While these infrastructure problems are deeply serious, they should not be unexpected. Michigan ranks near the bottom of states investing in infrastructure. According to the report, “…maintenance has been deferred for decades, leaving us in a state of disrepair.”
As our state and federal elected officials, including me, identify ways to address these spending shortfalls, we should consider and learn from infrastructure success stories. Freight railroads — and their efficient, world-renowned 140,000-mile network — are a prime example of how private investments can generate innumerable public benefits.
Trains help to power the economy, hauling 40 percent of intercity freight and one-third of U.S. imports. They connect Detroit’s auto manufacturers to markets near and far, they provide businesses in Northern Michigan, Traverse City, Saginaw, the Upper Peninsula and elsewhere with the raw materials needed for production, and they deliver for consumers every day.
And this success story — rail’s productivity, efficiency — is born of a deep commitment to infrastructure investment. Freight rail companies have put a collective $600 billion into building, maintaining and expanding the national rail network since 1980. Over the last five years they’ve spent $26 billion annually, some 40 cents of every dollar earned. These investments generated $274 billion in economic activity and nearly $33 billion in total tax revenues in 2014, according to a Towson University study.
But prior to 1980, the freight rail network had a lot in common with Michigan’s current failing infrastructure systems. Government intrusion into the railroad business — rate and schedule controls, for example — had driven many rail carriers into bankruptcy. Deferred maintenance was similarly the rule of the day, as most companies were not earning enough to reinvest into the maintenance of their lines.
The Staggers Rail Act of 1980 reversed this faltering course for freight railroads. The legislation provided a balanced regulatory framework for carriers, allowing them to run like businesses without the government intruding in day-to-day operations.
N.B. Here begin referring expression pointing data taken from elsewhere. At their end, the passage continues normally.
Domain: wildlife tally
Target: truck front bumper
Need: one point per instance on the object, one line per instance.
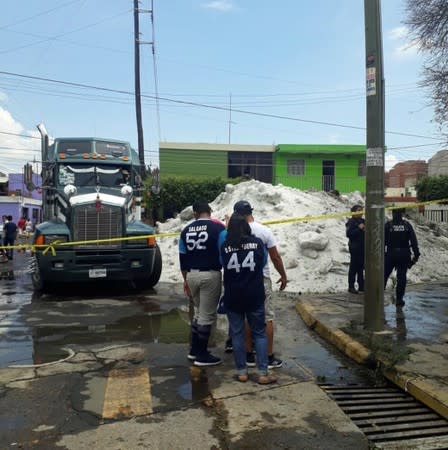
(71, 265)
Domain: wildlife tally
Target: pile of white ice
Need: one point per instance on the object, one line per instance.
(314, 252)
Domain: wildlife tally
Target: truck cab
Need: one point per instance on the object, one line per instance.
(92, 229)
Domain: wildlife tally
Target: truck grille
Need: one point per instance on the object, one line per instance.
(90, 224)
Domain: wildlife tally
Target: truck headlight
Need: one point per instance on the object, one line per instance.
(142, 241)
(47, 239)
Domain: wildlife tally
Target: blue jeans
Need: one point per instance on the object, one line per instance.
(257, 325)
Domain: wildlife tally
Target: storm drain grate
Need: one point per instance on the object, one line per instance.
(387, 414)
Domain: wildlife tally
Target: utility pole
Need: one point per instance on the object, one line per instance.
(138, 102)
(374, 246)
(230, 116)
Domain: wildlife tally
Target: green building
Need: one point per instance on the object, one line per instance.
(319, 167)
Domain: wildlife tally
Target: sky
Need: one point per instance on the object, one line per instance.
(70, 65)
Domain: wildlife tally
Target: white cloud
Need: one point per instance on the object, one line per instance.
(403, 46)
(220, 5)
(16, 150)
(398, 33)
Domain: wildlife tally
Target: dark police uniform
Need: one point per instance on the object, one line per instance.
(399, 236)
(356, 248)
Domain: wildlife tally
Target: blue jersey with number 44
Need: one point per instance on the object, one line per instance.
(243, 274)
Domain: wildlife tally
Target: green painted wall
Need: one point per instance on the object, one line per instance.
(198, 163)
(346, 158)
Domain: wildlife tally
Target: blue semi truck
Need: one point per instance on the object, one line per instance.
(91, 197)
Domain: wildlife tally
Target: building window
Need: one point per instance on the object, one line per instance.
(362, 170)
(296, 167)
(256, 165)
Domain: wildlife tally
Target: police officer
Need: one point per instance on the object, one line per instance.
(354, 230)
(201, 270)
(399, 236)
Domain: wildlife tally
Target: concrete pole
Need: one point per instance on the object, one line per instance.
(374, 247)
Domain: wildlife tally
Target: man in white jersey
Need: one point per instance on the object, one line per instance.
(265, 234)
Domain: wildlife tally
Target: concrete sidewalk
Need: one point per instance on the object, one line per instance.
(412, 352)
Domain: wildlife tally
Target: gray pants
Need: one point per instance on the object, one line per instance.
(205, 290)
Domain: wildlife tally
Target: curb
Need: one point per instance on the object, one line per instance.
(418, 387)
(338, 338)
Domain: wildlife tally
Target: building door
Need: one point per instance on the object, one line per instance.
(327, 175)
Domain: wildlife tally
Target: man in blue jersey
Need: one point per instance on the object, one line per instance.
(201, 270)
(244, 208)
(243, 257)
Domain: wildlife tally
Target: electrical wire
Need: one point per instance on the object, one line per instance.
(220, 108)
(156, 78)
(47, 11)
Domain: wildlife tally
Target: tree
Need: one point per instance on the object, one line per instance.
(428, 25)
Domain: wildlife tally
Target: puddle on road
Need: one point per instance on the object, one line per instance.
(425, 315)
(37, 345)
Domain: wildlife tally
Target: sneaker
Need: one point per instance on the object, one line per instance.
(250, 360)
(274, 363)
(208, 360)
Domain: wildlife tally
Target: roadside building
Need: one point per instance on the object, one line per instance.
(317, 167)
(401, 180)
(16, 200)
(438, 164)
(321, 167)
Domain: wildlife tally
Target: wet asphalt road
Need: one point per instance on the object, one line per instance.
(113, 329)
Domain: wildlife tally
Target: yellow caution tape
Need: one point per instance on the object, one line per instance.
(52, 247)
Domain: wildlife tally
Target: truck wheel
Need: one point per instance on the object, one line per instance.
(38, 282)
(153, 279)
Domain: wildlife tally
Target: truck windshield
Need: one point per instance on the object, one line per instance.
(81, 175)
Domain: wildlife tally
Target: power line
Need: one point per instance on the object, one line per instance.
(63, 5)
(220, 108)
(19, 135)
(53, 38)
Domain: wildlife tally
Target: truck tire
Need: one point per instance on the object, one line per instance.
(154, 277)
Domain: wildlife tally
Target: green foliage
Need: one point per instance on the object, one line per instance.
(432, 188)
(176, 193)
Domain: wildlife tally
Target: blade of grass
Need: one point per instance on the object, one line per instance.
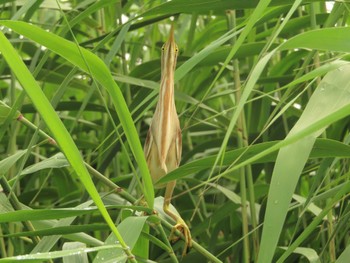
(99, 71)
(57, 128)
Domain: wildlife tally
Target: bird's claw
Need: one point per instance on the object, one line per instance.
(183, 228)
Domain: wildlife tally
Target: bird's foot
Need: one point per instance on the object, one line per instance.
(182, 227)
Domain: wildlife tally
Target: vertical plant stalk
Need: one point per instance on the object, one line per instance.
(231, 15)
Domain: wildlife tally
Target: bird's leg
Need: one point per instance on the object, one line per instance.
(180, 223)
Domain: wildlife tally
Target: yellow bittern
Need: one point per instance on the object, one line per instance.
(163, 145)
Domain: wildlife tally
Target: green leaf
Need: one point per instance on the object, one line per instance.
(53, 122)
(93, 65)
(332, 94)
(130, 229)
(40, 257)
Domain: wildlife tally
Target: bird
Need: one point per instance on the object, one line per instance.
(163, 145)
While the economic deregulation of railroads has resulted in increased productivity, lower shipping rates and huge safety gains in the intervening years, the Surface Transportation Board (STB) recently proposed a set of rules that would undermine the whole system. The STB, which provides economic oversight to freight railroads, is considering something called “forced access,” which would require rail companies to open their lines to competitors — at rates and schedules determined by the government.
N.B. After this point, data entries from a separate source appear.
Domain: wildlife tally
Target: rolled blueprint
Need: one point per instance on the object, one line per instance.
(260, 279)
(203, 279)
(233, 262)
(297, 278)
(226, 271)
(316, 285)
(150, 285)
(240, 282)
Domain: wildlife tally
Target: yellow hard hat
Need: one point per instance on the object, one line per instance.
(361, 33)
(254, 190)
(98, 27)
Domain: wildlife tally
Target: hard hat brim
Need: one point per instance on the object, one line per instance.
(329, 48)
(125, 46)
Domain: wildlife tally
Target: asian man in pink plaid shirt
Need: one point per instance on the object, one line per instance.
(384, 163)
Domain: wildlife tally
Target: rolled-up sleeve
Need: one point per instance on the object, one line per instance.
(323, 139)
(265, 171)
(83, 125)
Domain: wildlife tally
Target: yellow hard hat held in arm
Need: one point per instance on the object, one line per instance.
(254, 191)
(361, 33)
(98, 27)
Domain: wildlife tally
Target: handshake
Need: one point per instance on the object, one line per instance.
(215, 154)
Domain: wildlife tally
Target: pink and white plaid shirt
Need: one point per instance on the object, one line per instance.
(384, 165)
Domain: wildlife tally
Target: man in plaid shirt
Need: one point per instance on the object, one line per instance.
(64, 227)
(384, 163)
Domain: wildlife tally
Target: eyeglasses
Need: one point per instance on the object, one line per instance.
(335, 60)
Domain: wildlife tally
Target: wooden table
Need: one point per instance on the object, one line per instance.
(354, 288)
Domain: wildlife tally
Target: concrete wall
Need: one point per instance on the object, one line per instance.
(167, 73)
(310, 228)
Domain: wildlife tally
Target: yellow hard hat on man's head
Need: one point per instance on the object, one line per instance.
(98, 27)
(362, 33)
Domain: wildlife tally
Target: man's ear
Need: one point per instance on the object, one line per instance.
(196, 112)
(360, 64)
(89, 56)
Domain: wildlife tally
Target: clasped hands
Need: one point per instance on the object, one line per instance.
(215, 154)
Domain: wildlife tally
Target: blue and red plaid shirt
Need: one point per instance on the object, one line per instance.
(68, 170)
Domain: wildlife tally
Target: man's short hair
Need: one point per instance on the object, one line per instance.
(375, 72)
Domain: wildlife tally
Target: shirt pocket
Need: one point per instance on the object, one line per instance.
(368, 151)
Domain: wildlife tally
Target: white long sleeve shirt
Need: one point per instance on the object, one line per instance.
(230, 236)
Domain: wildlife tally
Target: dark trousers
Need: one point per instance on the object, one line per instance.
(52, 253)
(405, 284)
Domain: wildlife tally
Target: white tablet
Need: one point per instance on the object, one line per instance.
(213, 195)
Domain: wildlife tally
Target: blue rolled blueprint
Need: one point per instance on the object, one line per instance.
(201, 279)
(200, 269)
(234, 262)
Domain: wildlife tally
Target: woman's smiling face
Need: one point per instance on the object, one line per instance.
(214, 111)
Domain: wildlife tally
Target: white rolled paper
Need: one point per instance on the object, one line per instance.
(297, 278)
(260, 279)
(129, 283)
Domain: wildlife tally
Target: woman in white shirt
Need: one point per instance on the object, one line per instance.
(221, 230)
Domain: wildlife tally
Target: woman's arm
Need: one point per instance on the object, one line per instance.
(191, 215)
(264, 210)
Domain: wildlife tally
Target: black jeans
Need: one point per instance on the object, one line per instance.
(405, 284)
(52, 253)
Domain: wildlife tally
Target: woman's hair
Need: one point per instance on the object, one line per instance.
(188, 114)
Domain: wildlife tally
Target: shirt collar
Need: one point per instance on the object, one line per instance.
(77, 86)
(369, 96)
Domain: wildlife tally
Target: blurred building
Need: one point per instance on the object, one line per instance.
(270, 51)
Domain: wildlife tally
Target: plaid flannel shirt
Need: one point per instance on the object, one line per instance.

This raises a number of red flags. As discussed, infrastructure investment is crucial — for our citizens, businesses, and the economy. Reregulation would fly in the face of this assessment, ultimately undermining railroads’ ability to invest in their infrastructure. We saw rail infrastructure fall apart in the pre-Staggers era, and there’s no reason to think there would be a different outcome today.
In fact, one estimate says government-mandated rail traffic controls could jeopardize $8 billion in rail revenues, undermining the ability of railroads to invest back into track and equipment, and impact an estimated 7.5 million carloads of traffic.
Today, when we know that Michigan must spend $4 billion more annually on infrastructure to make up for our current gap, we must embrace the pieces of our infrastructure system that work. Private freight rail spending not only works for Michigan, it powers the national economy and provides an excellent “user-pay” example to emulate. Let’s not hamper rail’s private spending with new regulations.